How can I use these support materials?
There's a lot of information here and you don't have to read every word in order to use Lure of the Labyrinth with your students. Check out the menu in the Educator section, read what you think will be helpful, and then get started with the game as soon as possible.

What if I'm not a gamer?
You don't need to be a gamer, but you do need to be a teacher! Most of your students will figure out Lure of the Labyrinth's game play with little or no help. But they'll need you to make the connection between the math in the game and the math in your classroom.

Is there really math in Lure of the Labyrinth? What kinds of math?
There is a lot of math in this game. And it includes basic pre-algebra topic areas like proportions, number sense, geometry and variables.

How does Lure of the Labyrinth relate to the mathematics standards?
The math in Lure of the Labyrinth was expressly designed to correlate with the relevant national and state mathematics standards. You can see each puzzle's standards connections here.

Why not just use a textbook?
Many educators believe that game play is especially well suited to teach certain kinds of content and problem-solving skills. That said, we still think textbooks are great. We just think textbooks and games are better!

What prior experience do kids need to play Lure of the Labyrinth?
Most of your students have all the experience they need because they're already gamers. If any of them do have difficulty with Lure of the Labyrinth's game play, try connecting them with other more practiced gamers in your class.

What computer equipment do I need to play Lure of the Labyrinth?
You need a computer that meets these minimum requirements, a web browser with the Flash Player plug-in, and an Internet connection.

How do I get parents and administrators to buy into using a digital game as a learning tool?
Let them know that respected organizations like the National Science Foundation and the MacArthur Foundation think digital games can be great learning tools. And then lead them to these articles that offer strong support for the use of games in the classroom.


How can playing Lure of the Labyrinth really help my students?

Playing Lure of the Labyrinth will introduce students to some core ideas in your pre-algebra curriculum. However, it will be most useful in preparing students for your more formal classroom presentation of its math content.


What's the difference between playing Lure of the Labyrinth as a game and playing its puzzles as standalone activities?
Playing Lure of the Labyrinth as a game is our preference because it uses all the power of game play to engage kids deeply in its math content. There are, however, also many good uses of puzzle play. You can learn more here.

What should be my role in relation to Lure of the Labyrinth?
We hope that during students' game and puzzle play, you'll be more of a 'guide on the side' than a 'sage on the stage.' That said, it is, of course, going to be up to you. You can start thinking about this topic here.

Should I use Lure of the Labyrinth before, during or after my classroom math instruction?
We believe Lure of the Labyrinth will be most useful to you and your students if it's played before your classroom instruction. It's going to help s-t-r-e-t-c-h kids' minds so they'll be more receptive to your teaching.
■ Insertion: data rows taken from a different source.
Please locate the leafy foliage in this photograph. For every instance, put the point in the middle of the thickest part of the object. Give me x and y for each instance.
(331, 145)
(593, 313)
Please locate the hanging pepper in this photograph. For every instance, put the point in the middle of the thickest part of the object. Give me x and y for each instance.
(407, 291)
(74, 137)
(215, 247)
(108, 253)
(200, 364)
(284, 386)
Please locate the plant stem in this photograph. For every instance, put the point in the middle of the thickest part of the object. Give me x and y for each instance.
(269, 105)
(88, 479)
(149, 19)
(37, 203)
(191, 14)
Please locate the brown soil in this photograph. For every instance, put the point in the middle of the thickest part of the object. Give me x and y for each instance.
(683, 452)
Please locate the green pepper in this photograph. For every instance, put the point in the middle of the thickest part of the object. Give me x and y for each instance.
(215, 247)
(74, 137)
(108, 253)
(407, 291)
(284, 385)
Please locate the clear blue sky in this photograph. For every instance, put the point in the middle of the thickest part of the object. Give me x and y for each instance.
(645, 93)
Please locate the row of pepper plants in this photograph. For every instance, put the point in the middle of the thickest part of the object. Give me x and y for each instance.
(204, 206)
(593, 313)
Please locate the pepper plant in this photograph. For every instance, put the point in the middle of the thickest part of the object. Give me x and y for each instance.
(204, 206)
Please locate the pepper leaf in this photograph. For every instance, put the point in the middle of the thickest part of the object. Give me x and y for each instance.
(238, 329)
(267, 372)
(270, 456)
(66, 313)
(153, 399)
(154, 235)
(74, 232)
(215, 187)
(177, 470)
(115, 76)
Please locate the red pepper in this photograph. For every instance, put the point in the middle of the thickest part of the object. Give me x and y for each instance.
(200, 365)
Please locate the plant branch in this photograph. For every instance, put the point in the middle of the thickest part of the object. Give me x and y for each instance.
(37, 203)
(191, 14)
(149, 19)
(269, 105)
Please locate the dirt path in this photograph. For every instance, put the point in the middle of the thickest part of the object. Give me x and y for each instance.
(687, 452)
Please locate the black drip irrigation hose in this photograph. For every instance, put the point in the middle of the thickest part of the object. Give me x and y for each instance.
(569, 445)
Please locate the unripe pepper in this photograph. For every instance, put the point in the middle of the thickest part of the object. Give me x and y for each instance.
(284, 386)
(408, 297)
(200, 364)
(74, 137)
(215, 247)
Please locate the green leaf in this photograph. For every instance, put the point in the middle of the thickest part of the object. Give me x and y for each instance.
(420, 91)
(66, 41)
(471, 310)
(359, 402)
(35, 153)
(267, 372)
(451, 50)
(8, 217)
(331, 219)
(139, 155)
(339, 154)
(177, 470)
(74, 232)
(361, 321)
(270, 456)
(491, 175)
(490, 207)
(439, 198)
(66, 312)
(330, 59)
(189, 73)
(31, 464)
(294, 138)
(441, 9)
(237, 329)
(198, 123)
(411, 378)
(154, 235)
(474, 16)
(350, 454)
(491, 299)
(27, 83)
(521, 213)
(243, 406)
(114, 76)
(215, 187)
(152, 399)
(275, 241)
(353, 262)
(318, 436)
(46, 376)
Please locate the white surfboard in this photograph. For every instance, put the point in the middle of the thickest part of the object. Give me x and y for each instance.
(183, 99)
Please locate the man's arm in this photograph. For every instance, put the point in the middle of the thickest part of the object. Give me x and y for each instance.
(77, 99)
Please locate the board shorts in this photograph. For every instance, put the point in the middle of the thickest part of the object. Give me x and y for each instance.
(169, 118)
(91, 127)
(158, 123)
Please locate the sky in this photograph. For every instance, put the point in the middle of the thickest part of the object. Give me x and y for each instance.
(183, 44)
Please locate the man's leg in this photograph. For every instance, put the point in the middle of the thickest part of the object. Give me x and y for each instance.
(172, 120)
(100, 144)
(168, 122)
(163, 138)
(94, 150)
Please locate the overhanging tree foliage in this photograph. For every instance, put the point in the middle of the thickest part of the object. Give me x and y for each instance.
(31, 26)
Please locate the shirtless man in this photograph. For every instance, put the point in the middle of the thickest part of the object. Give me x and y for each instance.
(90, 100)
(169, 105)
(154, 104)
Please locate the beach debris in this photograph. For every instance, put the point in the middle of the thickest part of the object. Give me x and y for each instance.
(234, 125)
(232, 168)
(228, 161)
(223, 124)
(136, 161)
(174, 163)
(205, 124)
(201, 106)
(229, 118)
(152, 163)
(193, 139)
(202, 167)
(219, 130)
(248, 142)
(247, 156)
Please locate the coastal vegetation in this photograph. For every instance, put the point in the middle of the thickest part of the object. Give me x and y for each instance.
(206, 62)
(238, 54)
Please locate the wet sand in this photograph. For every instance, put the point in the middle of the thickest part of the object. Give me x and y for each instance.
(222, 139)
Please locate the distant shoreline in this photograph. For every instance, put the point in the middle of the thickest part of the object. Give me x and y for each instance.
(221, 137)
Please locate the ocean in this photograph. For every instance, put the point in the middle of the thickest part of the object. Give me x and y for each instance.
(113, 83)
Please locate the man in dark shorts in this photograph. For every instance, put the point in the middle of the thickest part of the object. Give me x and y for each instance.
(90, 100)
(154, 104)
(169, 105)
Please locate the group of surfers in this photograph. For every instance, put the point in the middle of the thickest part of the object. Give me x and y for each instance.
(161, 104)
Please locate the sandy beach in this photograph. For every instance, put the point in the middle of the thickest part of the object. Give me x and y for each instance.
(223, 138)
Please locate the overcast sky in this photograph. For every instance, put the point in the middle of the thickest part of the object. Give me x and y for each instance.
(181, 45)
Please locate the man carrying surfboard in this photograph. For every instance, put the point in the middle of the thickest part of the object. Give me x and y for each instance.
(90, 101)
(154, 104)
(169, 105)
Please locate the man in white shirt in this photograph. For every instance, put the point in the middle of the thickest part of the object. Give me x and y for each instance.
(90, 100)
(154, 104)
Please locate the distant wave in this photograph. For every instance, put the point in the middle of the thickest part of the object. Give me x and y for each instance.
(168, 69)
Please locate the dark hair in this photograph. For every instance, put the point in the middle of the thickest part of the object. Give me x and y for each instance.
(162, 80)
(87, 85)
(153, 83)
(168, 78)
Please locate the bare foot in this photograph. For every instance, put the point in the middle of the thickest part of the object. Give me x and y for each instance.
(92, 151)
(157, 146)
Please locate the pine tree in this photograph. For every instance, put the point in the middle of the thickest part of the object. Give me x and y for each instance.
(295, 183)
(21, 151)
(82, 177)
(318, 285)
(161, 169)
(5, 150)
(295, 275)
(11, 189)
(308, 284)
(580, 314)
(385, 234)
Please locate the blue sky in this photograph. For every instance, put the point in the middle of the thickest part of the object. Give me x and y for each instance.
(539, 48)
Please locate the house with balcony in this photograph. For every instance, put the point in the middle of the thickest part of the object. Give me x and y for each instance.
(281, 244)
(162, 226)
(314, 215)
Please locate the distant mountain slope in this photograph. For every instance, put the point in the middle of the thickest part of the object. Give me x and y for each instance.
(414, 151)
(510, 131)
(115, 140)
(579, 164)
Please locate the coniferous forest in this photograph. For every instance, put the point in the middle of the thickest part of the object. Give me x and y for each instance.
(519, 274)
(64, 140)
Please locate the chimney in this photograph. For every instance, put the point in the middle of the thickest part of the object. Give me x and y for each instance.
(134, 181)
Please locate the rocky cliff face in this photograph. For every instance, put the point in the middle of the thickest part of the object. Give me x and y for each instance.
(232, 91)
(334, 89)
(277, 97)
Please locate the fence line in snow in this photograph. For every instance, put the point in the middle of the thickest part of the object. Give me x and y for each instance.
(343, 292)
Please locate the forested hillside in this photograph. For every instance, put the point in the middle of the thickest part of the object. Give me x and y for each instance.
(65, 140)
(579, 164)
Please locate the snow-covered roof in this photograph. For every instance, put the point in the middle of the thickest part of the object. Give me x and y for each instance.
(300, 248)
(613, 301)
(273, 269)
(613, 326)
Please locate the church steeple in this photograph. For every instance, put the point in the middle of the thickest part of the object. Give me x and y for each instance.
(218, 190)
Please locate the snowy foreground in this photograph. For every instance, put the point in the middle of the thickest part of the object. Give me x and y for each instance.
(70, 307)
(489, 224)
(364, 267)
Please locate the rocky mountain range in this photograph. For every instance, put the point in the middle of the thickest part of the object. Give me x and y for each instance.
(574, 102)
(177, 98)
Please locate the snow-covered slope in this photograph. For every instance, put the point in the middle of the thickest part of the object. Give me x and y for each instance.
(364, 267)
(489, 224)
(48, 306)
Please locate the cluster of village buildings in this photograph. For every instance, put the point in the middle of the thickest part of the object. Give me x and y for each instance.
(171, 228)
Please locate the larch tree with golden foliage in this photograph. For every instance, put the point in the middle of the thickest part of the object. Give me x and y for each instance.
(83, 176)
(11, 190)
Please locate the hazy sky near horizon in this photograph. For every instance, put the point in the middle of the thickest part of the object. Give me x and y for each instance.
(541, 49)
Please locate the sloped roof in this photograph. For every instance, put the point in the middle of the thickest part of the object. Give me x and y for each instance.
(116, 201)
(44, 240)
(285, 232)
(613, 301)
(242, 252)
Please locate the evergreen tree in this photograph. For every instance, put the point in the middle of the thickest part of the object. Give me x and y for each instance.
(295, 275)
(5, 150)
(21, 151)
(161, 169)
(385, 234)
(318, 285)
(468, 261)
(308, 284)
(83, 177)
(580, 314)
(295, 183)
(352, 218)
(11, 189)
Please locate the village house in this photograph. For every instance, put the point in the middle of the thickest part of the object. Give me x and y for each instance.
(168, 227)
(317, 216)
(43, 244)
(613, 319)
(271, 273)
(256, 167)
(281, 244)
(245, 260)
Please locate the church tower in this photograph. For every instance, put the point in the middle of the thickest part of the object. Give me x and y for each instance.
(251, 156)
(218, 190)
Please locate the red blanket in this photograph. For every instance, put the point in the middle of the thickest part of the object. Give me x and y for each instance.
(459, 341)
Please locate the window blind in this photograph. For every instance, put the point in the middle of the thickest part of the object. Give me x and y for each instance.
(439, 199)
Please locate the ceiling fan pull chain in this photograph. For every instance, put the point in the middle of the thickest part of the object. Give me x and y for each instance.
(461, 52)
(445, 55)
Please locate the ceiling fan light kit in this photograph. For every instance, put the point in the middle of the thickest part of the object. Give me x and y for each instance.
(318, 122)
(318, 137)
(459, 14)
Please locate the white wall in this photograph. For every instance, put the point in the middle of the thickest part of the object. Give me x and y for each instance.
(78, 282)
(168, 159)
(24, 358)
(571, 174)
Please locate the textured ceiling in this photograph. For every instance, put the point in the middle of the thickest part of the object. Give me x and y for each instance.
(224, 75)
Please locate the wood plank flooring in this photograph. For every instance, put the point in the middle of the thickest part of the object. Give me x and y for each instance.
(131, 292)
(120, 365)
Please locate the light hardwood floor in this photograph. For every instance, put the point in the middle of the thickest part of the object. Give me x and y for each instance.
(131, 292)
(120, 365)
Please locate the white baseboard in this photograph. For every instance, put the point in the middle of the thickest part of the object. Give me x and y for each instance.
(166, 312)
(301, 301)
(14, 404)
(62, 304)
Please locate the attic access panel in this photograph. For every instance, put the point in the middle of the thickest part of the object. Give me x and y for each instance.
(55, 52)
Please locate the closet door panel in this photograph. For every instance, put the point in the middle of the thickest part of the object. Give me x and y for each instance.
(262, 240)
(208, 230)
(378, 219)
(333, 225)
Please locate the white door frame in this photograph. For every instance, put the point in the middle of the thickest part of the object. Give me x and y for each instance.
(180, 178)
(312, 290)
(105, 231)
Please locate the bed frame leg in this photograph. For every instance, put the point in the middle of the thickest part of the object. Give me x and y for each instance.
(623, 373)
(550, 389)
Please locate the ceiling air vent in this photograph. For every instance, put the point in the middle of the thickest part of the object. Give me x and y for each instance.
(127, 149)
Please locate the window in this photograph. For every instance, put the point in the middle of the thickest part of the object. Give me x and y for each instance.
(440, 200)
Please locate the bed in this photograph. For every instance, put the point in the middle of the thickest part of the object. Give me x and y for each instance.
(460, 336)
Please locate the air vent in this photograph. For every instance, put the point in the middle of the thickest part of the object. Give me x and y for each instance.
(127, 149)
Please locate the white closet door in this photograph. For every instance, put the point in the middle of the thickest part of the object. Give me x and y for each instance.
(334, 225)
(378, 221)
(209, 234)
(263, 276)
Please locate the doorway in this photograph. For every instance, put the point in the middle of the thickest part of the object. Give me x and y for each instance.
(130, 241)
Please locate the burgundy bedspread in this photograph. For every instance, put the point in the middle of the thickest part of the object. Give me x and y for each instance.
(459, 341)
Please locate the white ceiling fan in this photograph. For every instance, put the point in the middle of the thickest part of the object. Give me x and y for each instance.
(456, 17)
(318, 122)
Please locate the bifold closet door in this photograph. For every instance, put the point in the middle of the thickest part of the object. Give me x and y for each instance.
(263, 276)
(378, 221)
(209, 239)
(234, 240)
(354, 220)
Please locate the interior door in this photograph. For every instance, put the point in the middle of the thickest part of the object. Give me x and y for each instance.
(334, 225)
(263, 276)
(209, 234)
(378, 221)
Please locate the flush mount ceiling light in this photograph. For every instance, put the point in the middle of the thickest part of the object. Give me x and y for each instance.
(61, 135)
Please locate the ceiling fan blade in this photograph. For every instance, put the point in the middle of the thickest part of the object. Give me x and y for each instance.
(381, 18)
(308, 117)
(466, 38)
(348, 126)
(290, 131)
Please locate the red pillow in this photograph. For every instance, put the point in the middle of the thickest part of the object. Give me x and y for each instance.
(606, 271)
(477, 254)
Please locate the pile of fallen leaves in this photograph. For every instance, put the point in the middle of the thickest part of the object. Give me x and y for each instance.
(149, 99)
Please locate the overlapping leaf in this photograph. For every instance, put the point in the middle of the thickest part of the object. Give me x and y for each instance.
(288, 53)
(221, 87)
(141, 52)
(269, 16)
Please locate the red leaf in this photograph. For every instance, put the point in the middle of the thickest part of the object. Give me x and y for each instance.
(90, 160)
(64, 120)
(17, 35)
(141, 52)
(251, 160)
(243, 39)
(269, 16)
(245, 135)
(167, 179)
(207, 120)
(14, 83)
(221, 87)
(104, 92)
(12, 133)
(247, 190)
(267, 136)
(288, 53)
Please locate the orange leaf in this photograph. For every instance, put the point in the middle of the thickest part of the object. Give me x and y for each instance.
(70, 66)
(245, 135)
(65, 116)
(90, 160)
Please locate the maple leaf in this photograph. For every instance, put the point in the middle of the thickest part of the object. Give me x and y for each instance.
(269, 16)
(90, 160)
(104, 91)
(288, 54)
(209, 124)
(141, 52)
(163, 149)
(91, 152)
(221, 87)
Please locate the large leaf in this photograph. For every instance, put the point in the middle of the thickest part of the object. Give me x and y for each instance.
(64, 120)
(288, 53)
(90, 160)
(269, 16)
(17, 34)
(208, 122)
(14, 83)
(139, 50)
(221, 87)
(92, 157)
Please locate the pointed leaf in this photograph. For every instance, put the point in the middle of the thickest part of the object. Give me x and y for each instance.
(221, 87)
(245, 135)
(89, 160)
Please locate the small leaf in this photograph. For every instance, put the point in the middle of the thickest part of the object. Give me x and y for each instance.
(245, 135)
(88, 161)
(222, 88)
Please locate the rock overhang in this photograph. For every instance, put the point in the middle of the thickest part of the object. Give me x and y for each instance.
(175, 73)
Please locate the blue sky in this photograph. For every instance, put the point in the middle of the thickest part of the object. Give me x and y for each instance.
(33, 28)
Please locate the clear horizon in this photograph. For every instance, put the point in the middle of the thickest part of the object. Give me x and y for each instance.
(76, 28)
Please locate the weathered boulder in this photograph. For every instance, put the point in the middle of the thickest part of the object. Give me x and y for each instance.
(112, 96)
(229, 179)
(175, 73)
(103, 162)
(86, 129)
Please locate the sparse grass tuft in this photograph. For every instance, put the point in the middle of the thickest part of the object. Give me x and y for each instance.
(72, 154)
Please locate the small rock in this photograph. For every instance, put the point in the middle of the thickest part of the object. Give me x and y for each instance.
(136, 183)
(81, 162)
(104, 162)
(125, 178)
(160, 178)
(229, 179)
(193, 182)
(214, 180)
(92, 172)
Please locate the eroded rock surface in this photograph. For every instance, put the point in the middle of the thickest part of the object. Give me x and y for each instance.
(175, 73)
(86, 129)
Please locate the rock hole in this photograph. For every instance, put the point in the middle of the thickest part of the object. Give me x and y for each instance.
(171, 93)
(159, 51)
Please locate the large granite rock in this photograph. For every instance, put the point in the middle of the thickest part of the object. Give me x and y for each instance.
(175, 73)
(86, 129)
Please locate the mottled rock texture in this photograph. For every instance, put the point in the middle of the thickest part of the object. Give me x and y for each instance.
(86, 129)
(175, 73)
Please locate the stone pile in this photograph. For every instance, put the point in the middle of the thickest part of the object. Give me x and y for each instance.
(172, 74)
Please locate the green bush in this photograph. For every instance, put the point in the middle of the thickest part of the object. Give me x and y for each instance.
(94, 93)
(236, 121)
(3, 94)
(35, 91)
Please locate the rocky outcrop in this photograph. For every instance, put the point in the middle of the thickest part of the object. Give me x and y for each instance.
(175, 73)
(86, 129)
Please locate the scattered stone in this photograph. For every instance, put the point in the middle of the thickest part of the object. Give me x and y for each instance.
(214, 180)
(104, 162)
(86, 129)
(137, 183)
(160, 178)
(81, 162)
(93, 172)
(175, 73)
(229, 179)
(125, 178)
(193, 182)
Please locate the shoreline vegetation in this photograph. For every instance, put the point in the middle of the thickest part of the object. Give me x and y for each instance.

Can Lure of the Labyrinth be used as an assessment tool?
Lure of the Labyrinth is not a tool for assessing your students' math performance. What it can do, though, is to provide data about your students that you can then incorporate into your classroom teaching. And that, we think, will help to improve your kids' math performance.

How can I connect Lure of the Labyrinth with my classroom lessons?
The more you use Lure of the Labyrinth, the more ways you'll find to relate it to your classroom lessons. To get you started, we offer a set of lesson plans that were written around the game's math content by a stellar group of pre-algebra teachers.

What if I have a student who can't figure out something in Lure of the Labyrinth?
If at all possible, refrain from providing the answers! Lure of the Labyrinth was designed, both in terms of its math content and game play, as a tool for students to explore and make discoveries on their own. By asking open-ended questions, you can help the student discover the "answer" themselves.

Where can kids play Lure of the Labyrinth?
Kids can play Lure of the Labyrinth absolutely anywhere that they have a suitable computer and Internet connection. Playing the entire game will take your students a good deal of time, and that's why Lure of the Labyrinth was designed for easy use inside and outside the classroom.

Can teammates share answers in Lure of the Labyrinth?
No, they can't. Each student gets a different set of variables within a puzzle - every time they go into the puzzle. But they can share problem-solving strategies. And we think that can be a great part of the learning process.

Can I monitor students' communication within Lure of the Labyrinth?
Yes, you sure can. You can use the Administrator Tool to look at all the messages everyone in your class has posted. You can even post a message of your own.

Can playing Lure of the Labyrinth help build my students' literacy skills?
Yes, it can. Lure of the Labyrinth's very cool story and the game's Tasti Pet Communicator (TPC) provide great resources for literacy learning.

What's the least I can do and still use Lure of the Labyrinth?
Even if you have only a smallest amount of time available, you can still set up class lists and teams. This will give your students the chance to play Lure of the Labyrinth wherever they'd like and to gain some real educational benefits from it.